Vijay Kumar Sinha, who belongs to the powerful Bhumihar upper caste, had described Nitish Kumar as 'loktantra ka hathiyara (murderer of democracy)' in 2022 when he was speaker of the Bihar assembly.

Sinha's denunciation came during a heated exchange with Nitish Kumar, then an NDA CM, in the assembly.

"The BJP will use Choudhary and Sinha to check Nitish Kumar. They will not allow him to function freely as before," a senior BJP leader says.

IMAGE: Deputy Chief Minister Samrat Chaudhary being felicitated at the BJP office in Patna, January 29, 2024. Photograph: ANI Photo

Political activist Satyanarayan Madan points out there was a time when the BJP was dependant on Nitish Kumar, deploying 'Brand Nitish' to fight the RJD.

The BJP projected Nitish Kumar as chief minister in the 2005 assembly election and it clicked with the voters.

This formula was repeated in 2010. In 2013, Nitish Kumar dumped the BJP and contested the 2015 assembly polls with the RJD.

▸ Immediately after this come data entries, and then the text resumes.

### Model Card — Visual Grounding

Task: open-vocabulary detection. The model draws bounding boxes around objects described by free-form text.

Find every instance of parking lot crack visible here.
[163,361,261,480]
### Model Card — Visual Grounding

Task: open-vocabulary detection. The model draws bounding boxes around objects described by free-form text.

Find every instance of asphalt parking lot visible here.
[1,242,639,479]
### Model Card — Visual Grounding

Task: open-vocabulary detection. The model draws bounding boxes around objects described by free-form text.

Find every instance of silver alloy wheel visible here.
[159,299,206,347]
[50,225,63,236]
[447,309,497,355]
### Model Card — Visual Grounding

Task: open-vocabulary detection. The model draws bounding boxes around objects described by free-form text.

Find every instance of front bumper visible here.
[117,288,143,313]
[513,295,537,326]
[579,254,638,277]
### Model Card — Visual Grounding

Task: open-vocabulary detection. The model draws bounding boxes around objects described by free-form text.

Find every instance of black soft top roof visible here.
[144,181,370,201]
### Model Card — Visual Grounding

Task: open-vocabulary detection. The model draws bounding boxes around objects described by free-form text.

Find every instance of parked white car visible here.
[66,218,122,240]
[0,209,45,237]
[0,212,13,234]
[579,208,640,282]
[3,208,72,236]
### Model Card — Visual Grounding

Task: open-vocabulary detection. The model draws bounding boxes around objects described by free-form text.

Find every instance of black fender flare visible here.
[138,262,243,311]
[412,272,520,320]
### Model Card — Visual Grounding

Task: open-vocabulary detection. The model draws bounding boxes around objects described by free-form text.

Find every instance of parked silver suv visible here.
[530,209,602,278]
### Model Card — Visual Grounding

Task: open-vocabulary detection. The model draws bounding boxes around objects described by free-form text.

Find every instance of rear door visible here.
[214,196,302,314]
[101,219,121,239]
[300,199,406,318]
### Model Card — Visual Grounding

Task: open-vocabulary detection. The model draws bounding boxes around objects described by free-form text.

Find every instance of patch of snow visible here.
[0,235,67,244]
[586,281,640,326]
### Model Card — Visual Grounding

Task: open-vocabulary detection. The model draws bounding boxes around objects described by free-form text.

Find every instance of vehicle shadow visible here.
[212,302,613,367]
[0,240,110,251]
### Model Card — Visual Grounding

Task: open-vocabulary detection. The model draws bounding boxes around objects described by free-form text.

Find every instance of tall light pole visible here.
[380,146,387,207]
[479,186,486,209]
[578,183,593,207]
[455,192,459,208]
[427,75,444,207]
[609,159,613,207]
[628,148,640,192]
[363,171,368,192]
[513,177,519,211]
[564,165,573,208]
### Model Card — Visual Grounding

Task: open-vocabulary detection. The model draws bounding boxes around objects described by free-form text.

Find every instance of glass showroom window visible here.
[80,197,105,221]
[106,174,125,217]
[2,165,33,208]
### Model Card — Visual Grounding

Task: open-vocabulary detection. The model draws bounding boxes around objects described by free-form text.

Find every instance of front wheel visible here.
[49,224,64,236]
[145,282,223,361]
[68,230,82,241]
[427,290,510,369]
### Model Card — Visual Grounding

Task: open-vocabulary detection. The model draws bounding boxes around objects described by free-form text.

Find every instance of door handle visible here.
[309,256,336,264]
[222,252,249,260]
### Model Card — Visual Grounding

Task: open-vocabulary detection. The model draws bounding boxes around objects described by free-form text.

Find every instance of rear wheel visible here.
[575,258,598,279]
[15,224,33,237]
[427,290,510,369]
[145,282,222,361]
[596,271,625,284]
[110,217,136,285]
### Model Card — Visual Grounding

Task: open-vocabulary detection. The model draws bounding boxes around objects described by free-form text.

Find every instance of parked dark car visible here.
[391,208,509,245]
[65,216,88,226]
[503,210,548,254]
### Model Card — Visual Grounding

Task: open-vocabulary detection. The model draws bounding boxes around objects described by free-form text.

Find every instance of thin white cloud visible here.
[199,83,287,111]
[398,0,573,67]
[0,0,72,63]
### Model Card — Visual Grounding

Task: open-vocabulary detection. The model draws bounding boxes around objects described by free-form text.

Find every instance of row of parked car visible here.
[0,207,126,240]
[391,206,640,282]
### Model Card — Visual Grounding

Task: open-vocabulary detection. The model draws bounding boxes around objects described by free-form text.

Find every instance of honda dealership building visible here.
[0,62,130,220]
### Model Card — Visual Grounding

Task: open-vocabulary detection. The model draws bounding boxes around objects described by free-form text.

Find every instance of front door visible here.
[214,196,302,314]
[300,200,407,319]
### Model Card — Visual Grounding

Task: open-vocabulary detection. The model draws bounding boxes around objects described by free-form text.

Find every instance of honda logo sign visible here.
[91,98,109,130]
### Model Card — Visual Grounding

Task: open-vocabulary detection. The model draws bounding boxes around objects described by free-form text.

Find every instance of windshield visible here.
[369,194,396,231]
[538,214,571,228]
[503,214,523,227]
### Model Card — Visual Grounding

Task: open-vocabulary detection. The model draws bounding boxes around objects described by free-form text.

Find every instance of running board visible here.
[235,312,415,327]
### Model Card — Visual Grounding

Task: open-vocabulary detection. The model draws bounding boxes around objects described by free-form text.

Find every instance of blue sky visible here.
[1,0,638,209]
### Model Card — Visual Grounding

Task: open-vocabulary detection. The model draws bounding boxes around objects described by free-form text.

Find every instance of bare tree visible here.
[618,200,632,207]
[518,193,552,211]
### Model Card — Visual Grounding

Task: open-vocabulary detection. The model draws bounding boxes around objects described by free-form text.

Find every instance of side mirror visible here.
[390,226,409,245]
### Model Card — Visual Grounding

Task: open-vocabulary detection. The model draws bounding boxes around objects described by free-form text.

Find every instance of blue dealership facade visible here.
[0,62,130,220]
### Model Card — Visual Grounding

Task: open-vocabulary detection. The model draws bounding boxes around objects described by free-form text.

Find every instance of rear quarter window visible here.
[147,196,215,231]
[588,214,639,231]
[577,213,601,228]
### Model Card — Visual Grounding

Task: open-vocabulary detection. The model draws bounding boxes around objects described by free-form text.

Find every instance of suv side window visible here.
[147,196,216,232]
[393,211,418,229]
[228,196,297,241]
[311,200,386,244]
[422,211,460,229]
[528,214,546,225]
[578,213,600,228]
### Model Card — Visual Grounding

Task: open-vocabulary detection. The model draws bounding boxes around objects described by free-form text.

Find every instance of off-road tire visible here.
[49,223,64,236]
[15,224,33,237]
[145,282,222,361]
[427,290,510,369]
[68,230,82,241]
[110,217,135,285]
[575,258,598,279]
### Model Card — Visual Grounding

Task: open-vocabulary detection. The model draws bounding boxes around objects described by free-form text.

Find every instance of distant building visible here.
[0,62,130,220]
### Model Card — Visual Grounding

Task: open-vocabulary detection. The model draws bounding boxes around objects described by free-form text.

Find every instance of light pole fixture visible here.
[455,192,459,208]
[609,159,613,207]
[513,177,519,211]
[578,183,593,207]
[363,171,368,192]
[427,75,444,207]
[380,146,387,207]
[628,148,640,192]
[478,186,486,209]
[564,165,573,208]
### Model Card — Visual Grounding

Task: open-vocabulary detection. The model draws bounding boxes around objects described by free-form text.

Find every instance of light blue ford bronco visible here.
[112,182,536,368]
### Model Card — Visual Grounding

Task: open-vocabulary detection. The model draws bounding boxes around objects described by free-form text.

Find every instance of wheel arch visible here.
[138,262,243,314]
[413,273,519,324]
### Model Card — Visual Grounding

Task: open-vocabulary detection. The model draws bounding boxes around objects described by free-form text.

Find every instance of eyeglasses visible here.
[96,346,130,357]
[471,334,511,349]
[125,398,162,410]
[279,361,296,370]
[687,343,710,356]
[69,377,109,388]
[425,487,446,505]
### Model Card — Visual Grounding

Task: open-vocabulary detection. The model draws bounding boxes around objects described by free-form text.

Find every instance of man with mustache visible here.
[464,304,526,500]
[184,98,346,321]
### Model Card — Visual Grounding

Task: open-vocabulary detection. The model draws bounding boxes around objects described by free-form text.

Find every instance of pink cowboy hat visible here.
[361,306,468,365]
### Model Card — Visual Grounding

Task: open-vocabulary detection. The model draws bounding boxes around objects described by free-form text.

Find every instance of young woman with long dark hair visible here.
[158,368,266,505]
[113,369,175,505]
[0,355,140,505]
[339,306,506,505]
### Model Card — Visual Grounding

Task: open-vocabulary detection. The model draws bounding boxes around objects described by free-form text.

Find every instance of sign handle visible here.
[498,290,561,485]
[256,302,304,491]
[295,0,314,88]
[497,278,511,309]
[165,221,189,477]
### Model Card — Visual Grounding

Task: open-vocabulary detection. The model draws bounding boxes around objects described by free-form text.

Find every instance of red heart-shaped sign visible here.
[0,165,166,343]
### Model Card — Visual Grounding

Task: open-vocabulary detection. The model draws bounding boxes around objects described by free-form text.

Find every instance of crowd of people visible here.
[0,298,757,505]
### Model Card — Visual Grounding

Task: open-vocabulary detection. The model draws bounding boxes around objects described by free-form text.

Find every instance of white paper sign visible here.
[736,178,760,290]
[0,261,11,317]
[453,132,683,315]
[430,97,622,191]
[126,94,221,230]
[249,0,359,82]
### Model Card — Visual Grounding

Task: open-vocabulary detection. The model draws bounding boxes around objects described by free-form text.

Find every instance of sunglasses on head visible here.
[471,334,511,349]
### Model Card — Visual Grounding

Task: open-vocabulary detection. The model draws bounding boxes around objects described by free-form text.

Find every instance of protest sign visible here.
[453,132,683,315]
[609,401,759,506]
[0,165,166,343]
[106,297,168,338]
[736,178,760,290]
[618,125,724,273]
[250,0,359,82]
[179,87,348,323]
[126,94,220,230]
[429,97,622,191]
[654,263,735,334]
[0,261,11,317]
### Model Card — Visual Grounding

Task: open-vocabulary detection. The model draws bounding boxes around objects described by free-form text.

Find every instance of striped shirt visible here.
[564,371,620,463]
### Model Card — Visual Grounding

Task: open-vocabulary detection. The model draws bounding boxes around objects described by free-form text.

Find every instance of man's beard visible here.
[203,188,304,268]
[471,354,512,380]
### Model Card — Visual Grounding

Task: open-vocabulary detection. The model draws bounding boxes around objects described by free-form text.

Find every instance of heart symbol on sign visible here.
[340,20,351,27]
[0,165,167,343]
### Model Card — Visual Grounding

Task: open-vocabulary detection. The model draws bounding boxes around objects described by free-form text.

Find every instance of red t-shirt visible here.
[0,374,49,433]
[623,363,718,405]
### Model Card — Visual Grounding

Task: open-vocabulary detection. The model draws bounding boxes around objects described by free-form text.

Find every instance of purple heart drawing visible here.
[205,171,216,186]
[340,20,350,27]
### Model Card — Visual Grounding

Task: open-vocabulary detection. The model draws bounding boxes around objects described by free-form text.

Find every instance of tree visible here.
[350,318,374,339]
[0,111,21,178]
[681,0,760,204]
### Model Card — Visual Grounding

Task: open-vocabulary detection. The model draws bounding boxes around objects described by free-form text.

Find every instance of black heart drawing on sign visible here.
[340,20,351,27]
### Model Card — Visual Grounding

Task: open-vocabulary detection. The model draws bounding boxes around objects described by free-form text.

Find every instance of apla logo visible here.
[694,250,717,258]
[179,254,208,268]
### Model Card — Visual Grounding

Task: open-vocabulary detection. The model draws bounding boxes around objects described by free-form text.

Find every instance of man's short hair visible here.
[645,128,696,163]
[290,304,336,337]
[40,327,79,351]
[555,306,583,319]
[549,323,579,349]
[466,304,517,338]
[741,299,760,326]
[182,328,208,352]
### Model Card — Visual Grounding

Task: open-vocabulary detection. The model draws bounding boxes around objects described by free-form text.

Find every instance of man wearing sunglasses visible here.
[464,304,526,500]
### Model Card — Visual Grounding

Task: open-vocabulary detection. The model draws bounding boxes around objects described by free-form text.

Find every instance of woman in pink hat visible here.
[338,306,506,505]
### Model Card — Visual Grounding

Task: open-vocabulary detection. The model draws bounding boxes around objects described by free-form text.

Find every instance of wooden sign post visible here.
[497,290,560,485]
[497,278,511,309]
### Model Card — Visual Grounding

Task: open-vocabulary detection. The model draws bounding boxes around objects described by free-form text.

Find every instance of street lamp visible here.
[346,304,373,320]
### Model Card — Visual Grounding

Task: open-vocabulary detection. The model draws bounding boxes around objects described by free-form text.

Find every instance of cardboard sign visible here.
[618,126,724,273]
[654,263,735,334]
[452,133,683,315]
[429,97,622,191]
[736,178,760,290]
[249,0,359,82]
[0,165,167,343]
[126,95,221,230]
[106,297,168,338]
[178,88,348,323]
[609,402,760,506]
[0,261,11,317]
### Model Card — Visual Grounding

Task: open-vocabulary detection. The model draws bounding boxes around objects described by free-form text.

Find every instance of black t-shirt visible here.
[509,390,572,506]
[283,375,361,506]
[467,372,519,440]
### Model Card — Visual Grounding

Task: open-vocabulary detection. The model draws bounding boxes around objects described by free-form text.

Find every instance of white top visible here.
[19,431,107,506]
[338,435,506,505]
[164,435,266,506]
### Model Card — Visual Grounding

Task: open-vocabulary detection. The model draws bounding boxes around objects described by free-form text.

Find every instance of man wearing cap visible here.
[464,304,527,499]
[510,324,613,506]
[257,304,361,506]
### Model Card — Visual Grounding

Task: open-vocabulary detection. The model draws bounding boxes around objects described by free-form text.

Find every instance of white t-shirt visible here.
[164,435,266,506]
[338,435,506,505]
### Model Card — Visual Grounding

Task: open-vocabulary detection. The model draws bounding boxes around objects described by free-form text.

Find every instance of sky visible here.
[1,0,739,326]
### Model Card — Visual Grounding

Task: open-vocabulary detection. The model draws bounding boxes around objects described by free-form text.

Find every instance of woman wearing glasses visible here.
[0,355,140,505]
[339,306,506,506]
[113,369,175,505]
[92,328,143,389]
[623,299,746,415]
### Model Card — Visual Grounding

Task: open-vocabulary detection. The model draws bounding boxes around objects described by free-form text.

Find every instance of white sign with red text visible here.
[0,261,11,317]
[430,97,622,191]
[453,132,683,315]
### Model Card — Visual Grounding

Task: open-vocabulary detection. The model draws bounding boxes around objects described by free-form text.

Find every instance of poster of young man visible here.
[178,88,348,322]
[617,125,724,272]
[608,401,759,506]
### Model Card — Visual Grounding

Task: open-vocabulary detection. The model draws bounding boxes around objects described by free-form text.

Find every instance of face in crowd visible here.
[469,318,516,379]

In 2017, he dumped the RJD and returned to the NDA. After the 2020 assembly polls, in which the JD-U won only 43 seats, he became CM with the BJP's support. The BJP won 74 seats in that election.

After dumping the BJP in August 2022, he formed the Mahagathbandan government with the RJD (which has 79 seats in the assembly), the Congress and the outside support of the Left parties.

On Sunday, he returned to the NDA. Only this time, he was no longer the leader who always had his way in an alliance with the BJP.